KVENV_TENANT_ID="ca44d7e2-ea61-44ce-a441-f2b2f0fecf3c"
KVENV_CLIENT_ID="acc23526-404b-41eb-866a-ec522b966b11"
KVENV_CLIENT_SECRET="a7acbd67-bc5b-4bd3-b494-3ef8b7f3a9af"
KVENV_KEYVAULT_NAME="kvname" # This can be hardcoded elsewhere, but having it in env will make our lives easier.

This is the last fragment of sensitive data that we need. We now have all the credentials accessible to Atlantis, the next step is to use them.

But let’s not leak them.

Workflow

The above solution has one limitation: we cannot allow custom workflows on repo-level. If we did allow that, every repo would be able to circumvent the kvenv masking and get the master account credentials without any problems (just put run: echo $KVENV_CLIENT_SECRET anywhere in the script and you’re good to go). We need to have them defined centrally and with a limited write access (although they can be public), hence we need to define them in the server-side repo config.
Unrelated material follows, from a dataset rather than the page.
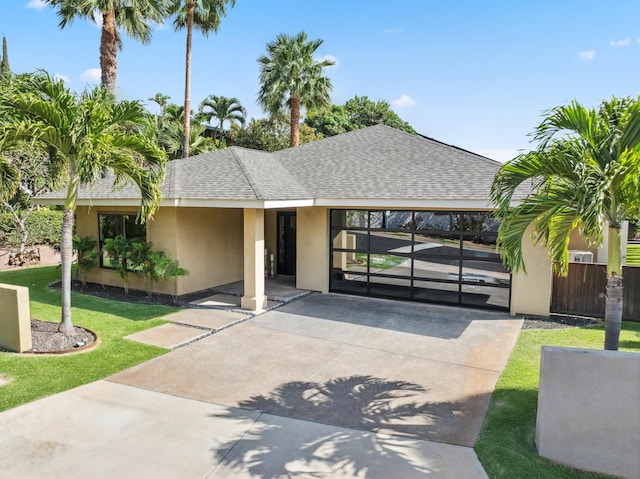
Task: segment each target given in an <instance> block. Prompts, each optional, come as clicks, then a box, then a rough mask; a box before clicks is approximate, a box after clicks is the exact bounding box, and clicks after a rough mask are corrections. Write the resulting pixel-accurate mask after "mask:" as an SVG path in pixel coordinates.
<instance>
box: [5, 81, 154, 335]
mask: <svg viewBox="0 0 640 479" xmlns="http://www.w3.org/2000/svg"><path fill="white" fill-rule="evenodd" d="M25 85H26V87H25V88H24V89H23V90H22V91H13V92H10V93H9V94H7V95H3V96H2V97H1V98H0V106H2V107H3V108H11V109H12V111H13V112H15V121H13V122H11V123H10V124H8V125H6V127H5V130H4V131H5V134H6V135H8V136H9V137H11V138H18V139H20V138H31V139H33V141H35V142H38V143H39V144H41V145H42V146H43V148H48V149H49V150H50V151H51V152H52V160H51V162H52V168H54V169H56V170H57V171H60V170H62V171H64V172H65V176H64V183H65V189H66V191H67V194H66V199H65V202H64V213H63V222H62V235H61V240H60V249H61V257H62V319H61V323H60V328H59V330H60V331H61V332H63V333H69V332H71V331H72V330H73V324H72V322H71V263H72V259H73V258H72V256H73V254H72V253H73V242H72V233H73V225H74V219H75V218H74V215H75V209H76V203H77V198H78V190H79V188H80V186H81V185H83V184H84V185H91V184H93V183H95V182H96V181H97V180H98V179H100V178H102V177H103V176H104V172H105V171H111V172H113V174H114V187H118V186H122V185H124V184H126V183H128V182H133V183H135V184H136V185H137V186H138V188H139V189H140V193H141V197H142V200H141V206H140V212H139V217H140V219H141V220H142V221H144V220H146V219H148V218H149V217H150V216H151V215H152V214H153V212H154V211H155V210H156V208H157V207H158V205H159V204H160V199H161V198H160V185H161V184H162V182H163V181H164V173H165V163H166V156H165V154H164V152H163V151H162V150H161V149H160V148H159V147H158V145H157V144H156V142H155V141H154V140H153V139H152V138H149V137H148V135H147V134H146V133H145V131H144V129H145V127H146V126H147V125H148V124H149V123H150V122H151V119H150V117H149V115H148V114H147V113H146V112H145V110H144V108H143V106H142V104H141V103H140V102H137V101H135V102H133V101H122V102H116V101H114V99H113V95H112V94H111V92H109V91H108V90H106V89H105V88H103V87H96V88H94V89H93V90H90V91H85V92H84V93H82V94H81V95H79V96H76V95H75V94H74V93H72V92H71V91H69V90H68V89H67V88H66V87H65V86H64V84H63V83H62V82H60V81H55V80H54V79H52V78H51V77H50V76H49V75H47V74H43V73H42V74H38V75H34V76H32V77H30V78H29V79H27V80H26V82H25Z"/></svg>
The workflow isn’t really that different from the default one. You just need to run init, plan and apply using kvenv like this:

kvenv run-in -n "$HEAD_REPO_NAME" --mask KVENV_CLIENT_SECRET -- terraform ACTION

and we’re done. The whole default workflow looks like this:

workflows:
  default:
    plan:
      steps:
      - run: kvenv run-in -n "$HEAD_REPO_NAME" --mask KVENV_CLIENT_SECRET -- terraform init -no-color
      - run: kvenv run-in -n "$HEAD_REPO_NAME" --mask KVENV_CLIENT_SECRET -- terraform plan -no-color -out $PLANFILE
    apply:
      steps:
      - run: kvenv run-in -n "$HEAD_REPO_NAME" --mask KVENV_CLIENT_SECRET -- terraform init -no-color
      - run: kvenv run-in -n "$HEAD_REPO_NAME" --mask KVENV_CLIENT_SECRET -- terraform apply -no-color $PLANFILE

You can easily augment this with additional data, more secrets, different scoping rules or even introduce your own authorization. You can add Terragrunt or any other tool on top of that. I think this can also be used (with minor adjustments) for Pulumi. You can even prepare multiple workflows and allow overriding workflow in repo-level configuration. You just can’t allow them to override workflows. 🙂

Side note on pre workflow hooks

Starting with version 0.16, Atlantis supports pre_workflow_hooks in server-side repo config. These could be used to run kvenv, prepare the environment and mask sensitive variables. The unfortunate fact is that it does not support changing environment variables right now and we really need that. So, until it supports it (maybe I will add that…? Finally I would have some real motivation to learn Go 🙂 ), the predefined workflows must do.

Summary

Atlantis is a really neat tool. This was one of the few self-hosted tools that I deployed without much of a problem. Part of that is it’s simplicity. It might be viewed as a flaw but that’s not true - you have to build something on top of it to fully suit your needs. You can do so exactly because it is simple and it does not impose that much on you.

This in turn allows you to use it as a core of your platform for Terraform CI/CD. You have to design it well but with a little bit of tinkering you can build a multitenant solution for many separate users.

The approach, with all the apps and hierarchy and credentials and glue code, might not be the easiest one to grasp nor implement. It is however quite flexible, allowing you to almost freely assign permissions without giving too much. kvenv helps here, but it is not the only approach for sure.

If you find this solution useful or I missed something (which I’m quite confident I did) or just that the approach does not make any sense - please let me know in the comments!